Özgürlüğün peşinde yolculuk

Emre AYHAN

Biz modern çağın insanları, değişimin hep çok büyük adımlarla geleceğine, büyük bir darbeyle varlığını hissettireceğine inanırız. Oysa büyük bir yanılgı, gerçek değişimi görmemizin önünde devasa bir engeldir bu inanış. Zira değişim ekseriyetle küçük ve çoğu kez fark edilmeyecek kadar yumuşak adımlarla gelir. Hatta çok zaman, bir anda durup geriye yahut içimize baktığımızda fark ederiz ancak zamanında gelişini hissetmediğimiz kimi değişimlerin içimizde birikip katılaşmış etkilerini. Levlâ gerçek özgürlüğün peşine düşüyor ve bu serüvende kendine belirlediği rota da oldukça net. Hemen ilk bölümün başında, Levlâ’nın çıkacağı yolculuğun amacını ve özetini şöyle özetliyor Sözer: “Ufacık bir düşünce değişikliği ile tüm yaşantında sihirli bir dokunuş yaratabilirsin. Bu bilgiyi anladığında, bütün hücrelerine yaydığında ve zihnini durdurup sadece anı yaşama mertebesine geçtiğinde, üst benliğine tamamen sahip olmaya başlamışsın demektir. Bunu deneyimlemeye başladığında gerçek özgürlük gelecek... Çünkü özgürlük, kendin olabilmeyi kavramakla başlar. Ve sadece özgür bir akıl kendi dünyasını, sevginin, huzurun ne olduğunu bilir.”

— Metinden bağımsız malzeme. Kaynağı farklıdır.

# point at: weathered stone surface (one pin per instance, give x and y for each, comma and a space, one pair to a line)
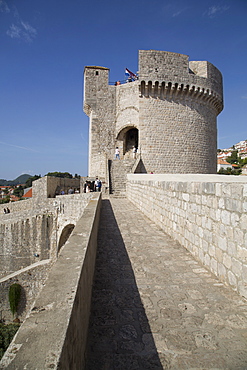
164, 309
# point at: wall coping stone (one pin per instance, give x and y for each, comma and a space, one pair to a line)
188, 178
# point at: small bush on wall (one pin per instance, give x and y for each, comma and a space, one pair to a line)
14, 297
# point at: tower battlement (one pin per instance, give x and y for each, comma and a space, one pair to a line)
169, 113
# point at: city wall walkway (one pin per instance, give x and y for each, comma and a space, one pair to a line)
154, 306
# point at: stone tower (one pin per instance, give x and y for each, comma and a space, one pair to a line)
169, 113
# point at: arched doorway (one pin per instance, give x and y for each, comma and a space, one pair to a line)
129, 138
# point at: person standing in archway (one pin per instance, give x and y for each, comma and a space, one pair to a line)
134, 150
117, 153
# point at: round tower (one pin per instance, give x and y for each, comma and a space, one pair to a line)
178, 105
169, 114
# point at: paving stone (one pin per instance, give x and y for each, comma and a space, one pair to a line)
154, 306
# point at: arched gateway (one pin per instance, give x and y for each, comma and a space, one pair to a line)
127, 139
169, 112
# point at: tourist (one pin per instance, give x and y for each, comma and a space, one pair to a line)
98, 184
134, 150
117, 153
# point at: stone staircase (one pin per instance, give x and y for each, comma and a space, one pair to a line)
118, 170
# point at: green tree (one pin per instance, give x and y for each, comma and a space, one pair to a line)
233, 158
29, 181
60, 174
19, 191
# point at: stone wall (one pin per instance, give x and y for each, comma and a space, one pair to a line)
99, 105
207, 214
49, 187
54, 333
32, 234
32, 280
171, 110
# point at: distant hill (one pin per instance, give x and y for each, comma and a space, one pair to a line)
19, 180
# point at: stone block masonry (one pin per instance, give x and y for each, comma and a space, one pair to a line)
53, 336
169, 112
207, 214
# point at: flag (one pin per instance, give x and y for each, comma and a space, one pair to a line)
130, 74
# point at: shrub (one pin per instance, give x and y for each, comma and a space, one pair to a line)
14, 297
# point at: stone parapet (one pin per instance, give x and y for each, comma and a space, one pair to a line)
54, 334
207, 214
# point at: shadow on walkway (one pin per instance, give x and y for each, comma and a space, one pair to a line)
119, 335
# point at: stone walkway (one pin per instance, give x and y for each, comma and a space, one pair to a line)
154, 306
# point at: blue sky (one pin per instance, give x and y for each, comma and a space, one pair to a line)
44, 46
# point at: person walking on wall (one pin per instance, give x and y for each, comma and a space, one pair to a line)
117, 153
134, 150
98, 184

Levlâ’yı ilk kez New York’a giden bir uçağın içinde görüyoruz. Ancak bu yolculuğun varış noktası görünürde New York olsa bile Levlâ karakterinin olgunlaşma, kendini bulma ve kendi olma yolu bu aslında. Modern dünyada kadının omuzlarına bindirilen yükler ve karşısına çıkarılan engellerle bir var olma mücadelesine girmiş bir karakterin hikâyesini çeşitli yolculuklarla ve farklı hikâyelerle beslenerek genişleten roman, bir yandan da ilişki, sadakat, özgüven ve farkındalığa dair yeni tanımlar bulmaya çalışıyor ve aşkı, güvensizliği, insanın kendi olmasının anlamını sorguluyor.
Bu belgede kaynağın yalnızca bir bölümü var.